2. Sicurezza e protezioni
- Civile: salvavita e magnetotermici sono sufficienti a garantire la protezione delle persone.
- Industriale: richiede sistemi di protezione avanzati (quadri elettrici modulari, sezionatori, differenziali selettivi, protezioni da sovratensione) e un livello più elevato di continuità operativa.
3. Normative e certificazioni
- Entrambi devono rispettare la normativa CEI 64-8 e il DM 37/08.
- L’impianto industriale deve anche rispettare norme specifiche per ambienti di lavoro, sicurezza dei dipendenti e spesso certificazioni aggiuntive (es.

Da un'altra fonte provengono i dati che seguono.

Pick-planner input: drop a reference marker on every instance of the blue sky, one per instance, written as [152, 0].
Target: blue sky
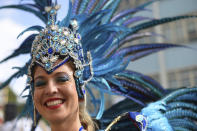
[12, 22]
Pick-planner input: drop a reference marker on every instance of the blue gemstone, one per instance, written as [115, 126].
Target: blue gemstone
[48, 37]
[49, 32]
[50, 50]
[78, 36]
[63, 51]
[78, 47]
[38, 56]
[43, 52]
[60, 30]
[55, 38]
[47, 65]
[71, 36]
[78, 73]
[49, 23]
[70, 46]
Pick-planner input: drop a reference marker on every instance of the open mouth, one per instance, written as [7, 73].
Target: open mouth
[54, 103]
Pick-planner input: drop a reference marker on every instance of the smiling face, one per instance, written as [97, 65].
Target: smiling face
[55, 95]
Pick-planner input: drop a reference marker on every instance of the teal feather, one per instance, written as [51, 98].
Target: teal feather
[186, 123]
[32, 28]
[83, 6]
[184, 105]
[113, 8]
[102, 105]
[180, 129]
[144, 83]
[180, 113]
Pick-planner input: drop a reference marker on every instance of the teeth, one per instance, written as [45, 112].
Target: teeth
[53, 103]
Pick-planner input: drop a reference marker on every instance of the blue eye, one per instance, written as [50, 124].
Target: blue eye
[39, 83]
[62, 78]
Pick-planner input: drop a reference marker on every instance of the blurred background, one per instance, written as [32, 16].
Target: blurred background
[173, 68]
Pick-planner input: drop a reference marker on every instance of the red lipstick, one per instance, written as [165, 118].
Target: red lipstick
[55, 106]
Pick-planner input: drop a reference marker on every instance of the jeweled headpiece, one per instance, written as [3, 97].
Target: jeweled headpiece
[56, 45]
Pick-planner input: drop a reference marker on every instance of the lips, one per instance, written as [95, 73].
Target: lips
[54, 103]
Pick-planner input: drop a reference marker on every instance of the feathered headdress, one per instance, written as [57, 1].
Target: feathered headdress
[104, 34]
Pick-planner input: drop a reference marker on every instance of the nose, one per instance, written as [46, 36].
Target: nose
[52, 88]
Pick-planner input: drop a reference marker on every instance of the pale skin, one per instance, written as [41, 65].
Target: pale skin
[56, 99]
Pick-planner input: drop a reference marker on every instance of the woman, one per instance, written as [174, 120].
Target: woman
[87, 50]
[56, 99]
[55, 75]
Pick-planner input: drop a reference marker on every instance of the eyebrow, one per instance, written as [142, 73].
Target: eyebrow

ATEX in ambienti a rischio esplosione).
4. Manutenzione
- Civile: verifiche consigliate ogni 5-10 anni.
- Industriale: manutenzione programmata più frequente, controlli periodici obbligatori, registri di manutenzione.
5. Flessibilità e continuità
- In un’abitazione, un blackout è un disagio.
- In un’azienda, un fermo impianto può significare perdita di produzione e gravi danni economici.
Gli impianti industriali richiedono esperienza, precisione e progettazione su misura.